SECTION PREMIÈRE[2].


De la comparaison si souvent faite entre l’athéisme et l’idolâtrie.


Il me semble que dans le Dictionnaire encyclopédique on ne réfute pas aussi fortement qu’on l’aurait pu le sentiment du jésuite Richeome sur les athées et sur les idolâtres, sentiment soutenu autrefois par saint Thomas, saint Grégoire de Nazianze, saint Cyprien, et Tertullien ; sentiment qu’Arnobe étalait avec beaucoup de force quand il disait aux païens : « Ne rougissez-vous pas de nous reprocher notre mépris pour vos dieux, et n’est-il pas beaucoup plus juste de ne croire aucun Dieu, que de leur imputer des actions infâmes[3] ? » sentiment établi longtemps auparavant par Plutarque, qui dit[4] « qu’il aime beaucoup mieux qu’on dise qu’il n’y a point de Plutarque, que si on disait : Il y a un Plutarque inconstant, colère, et vindicatif ; » sentiment enfin fortifié par tous les efforts de la dialectique de Bayle.
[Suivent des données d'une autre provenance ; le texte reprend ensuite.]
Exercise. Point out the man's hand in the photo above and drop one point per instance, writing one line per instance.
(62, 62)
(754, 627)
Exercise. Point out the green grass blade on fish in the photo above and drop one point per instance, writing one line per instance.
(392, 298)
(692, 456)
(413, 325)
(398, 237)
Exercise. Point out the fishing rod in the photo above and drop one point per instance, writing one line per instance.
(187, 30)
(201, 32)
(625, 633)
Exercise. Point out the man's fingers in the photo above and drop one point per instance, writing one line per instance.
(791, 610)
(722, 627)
Voici le fond de la dispute, mis dans un jour assez éblouissant par le jésuite Richeome, et rendu encore plus spécieux par la manière dont Bayle le fait valoir[5].

« Il y a deux portiers à la porte d’une maison ; on leur demande : « Peut-on parler à votre maître ? — Il n’y est pas, répond l’un. — Il y est, répond l’autre, mais il est occupé à faire de la fausse monnaie, de faux contrats, des poignards, et des poisons, pour perdre ceux qui n’ont fait qu’accomplir ses desseins.» L’athée ressemble au premier de ces portiers, le païen à l’autre. Il est donc visible que le païen offense plus grièvement la Divinité que ne fait l’athée. »
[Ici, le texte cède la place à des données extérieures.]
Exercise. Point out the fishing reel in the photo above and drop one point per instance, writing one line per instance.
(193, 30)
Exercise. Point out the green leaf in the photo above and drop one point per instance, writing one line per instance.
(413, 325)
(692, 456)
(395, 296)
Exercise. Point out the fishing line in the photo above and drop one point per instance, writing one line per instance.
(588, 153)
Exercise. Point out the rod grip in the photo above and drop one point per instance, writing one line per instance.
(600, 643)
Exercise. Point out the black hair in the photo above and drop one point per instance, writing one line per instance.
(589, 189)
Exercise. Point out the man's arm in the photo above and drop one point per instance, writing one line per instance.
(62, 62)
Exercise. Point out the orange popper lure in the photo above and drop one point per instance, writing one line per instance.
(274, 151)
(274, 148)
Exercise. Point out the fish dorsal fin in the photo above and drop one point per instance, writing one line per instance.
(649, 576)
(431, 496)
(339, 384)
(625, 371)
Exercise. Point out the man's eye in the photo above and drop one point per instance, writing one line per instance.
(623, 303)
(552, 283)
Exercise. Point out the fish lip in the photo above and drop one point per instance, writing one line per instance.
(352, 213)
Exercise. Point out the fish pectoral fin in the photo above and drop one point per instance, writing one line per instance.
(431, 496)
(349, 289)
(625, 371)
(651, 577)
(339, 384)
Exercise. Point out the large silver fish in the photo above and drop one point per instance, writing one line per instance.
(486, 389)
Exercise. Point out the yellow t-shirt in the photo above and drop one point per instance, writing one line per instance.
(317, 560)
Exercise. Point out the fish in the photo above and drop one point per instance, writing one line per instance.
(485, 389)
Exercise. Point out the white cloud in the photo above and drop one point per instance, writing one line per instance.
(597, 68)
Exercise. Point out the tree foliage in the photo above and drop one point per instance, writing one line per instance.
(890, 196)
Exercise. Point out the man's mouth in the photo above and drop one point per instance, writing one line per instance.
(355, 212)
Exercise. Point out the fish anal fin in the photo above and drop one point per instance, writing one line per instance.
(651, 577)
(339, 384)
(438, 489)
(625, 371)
Avec la permission du P. Richeome et même de Bayle, ce n’est

  1. Voyez les articles Amour-propre, Athéisme et Théisme du présent Dictionnaire ; la Profession de foi des théistes (Mélanges, année 1768) et les Lettres de Memmius à Cicéron (Mélanges, année 1771). (Note de Voltaire.)
  2. Questions sur l’Encyclopédie, deuxième partie, 1770. (B.)
  3. Arnobe, Adversus gentes, livre V.
  4. Plutarque, De la Superstition.
  5. Voyez Bayle, Continuation des pensées diverses, paragraphe 77, article xiii, où Bayle cite le Tableau votif pour le roi, par Richeome. (B.)